The screening of the inaugural World Cup match was a massive success, Lucia Szabova, Greenpeace’s press officer in Central and Eastern Europe, told pv magazine. She added that the organization would also screen Wednesday’s match between Cameroon and Croatia as well as Croatia vs. Mexico on June 23.
Szabova said the 2 kW rooftop PV system would remain at the school following the football tournament and will be used to charge the 30 computers in the IT class.
Croatia’s solar PV progress
Following the devastating floods in the Balkans in May that killed dozens of people from Serbia, Bosnia and Croatia and displaced about half a million, a discussion has begun regarding the region’s recovery and infrastructure reconstruction. Greenpeace "demands that this is done in an energy efficient way."
Of the three countries, only Croatia is tied to binding renewable energy targets that stem from the country’s membership in the European Union. Specifically for solar PV, Croatia has a target to install 52 MW by 2020.
According to the latest data published by the Croatian Energy Market Operator (HROTE), Croatia’s installed photovoltaic capacity under the country’s feed-in tariff (FIT) scheme at the end of May 2014 reached 27.6 MW. Of these installations, around 14 MW were registered between February and May, which almost translates to a doubling of the country’s FIT-registered PV capacity in the last four months. Croatia’s solar photovoltaic sector growth is even more impressive when compared to the tiny 89.72 kW of solar PV capacity the Croatian FIT scheme had registered in December 2012.
The maximum capacity of a solar PV plant eligible for the Croatian FIT program is 1 MW. However, only two plants of this size are registered so far.
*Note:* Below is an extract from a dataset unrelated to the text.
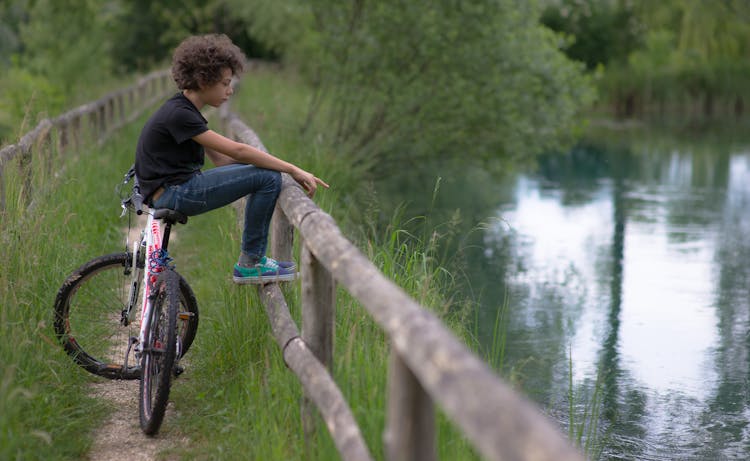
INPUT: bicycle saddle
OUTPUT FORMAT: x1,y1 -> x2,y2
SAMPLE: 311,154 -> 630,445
154,208 -> 187,224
The vast majority of the 847 PV plants registered by the end of May and totalling 27.6 MW boast an average capacity of 10 to 30 kW each, while there are about a dozen plants of about 200 to 300 kW each.
Other types of renewable energy have scored better, with the wind energy sector being by far the most successful with an installed capacity of 254.25 MW at the end of March.
However, HROTE statistics prove the British non-governmental organization (NGO) Practical Action seemingly wrong. Commenting on the World Cup’s solar power credentials, Simon Trace, Practical Action chairman, said that "10 competing countries do not even produce as much solar energy as a single World Cup stadium."
Namely, "Bosnia-Herzegovina, Croatia, Cameroon, Colombia, Costa Rica, Ecuador, Honduras, Iran, Ivory Coast and Uruguay all produce less solar power than the 2.5 MW solar capability of the Estadio Nacional Mane Garrincha in Brasilia," Trace added.
Firstly, as pv magazine reported, the Brasilia stadium solar PV system has not been completed. More significantly, however, it is evident that Croatia has done much better than Practical Action suggests, although both Croatia and the World Cup could still have scoored much better, at least PV-wise.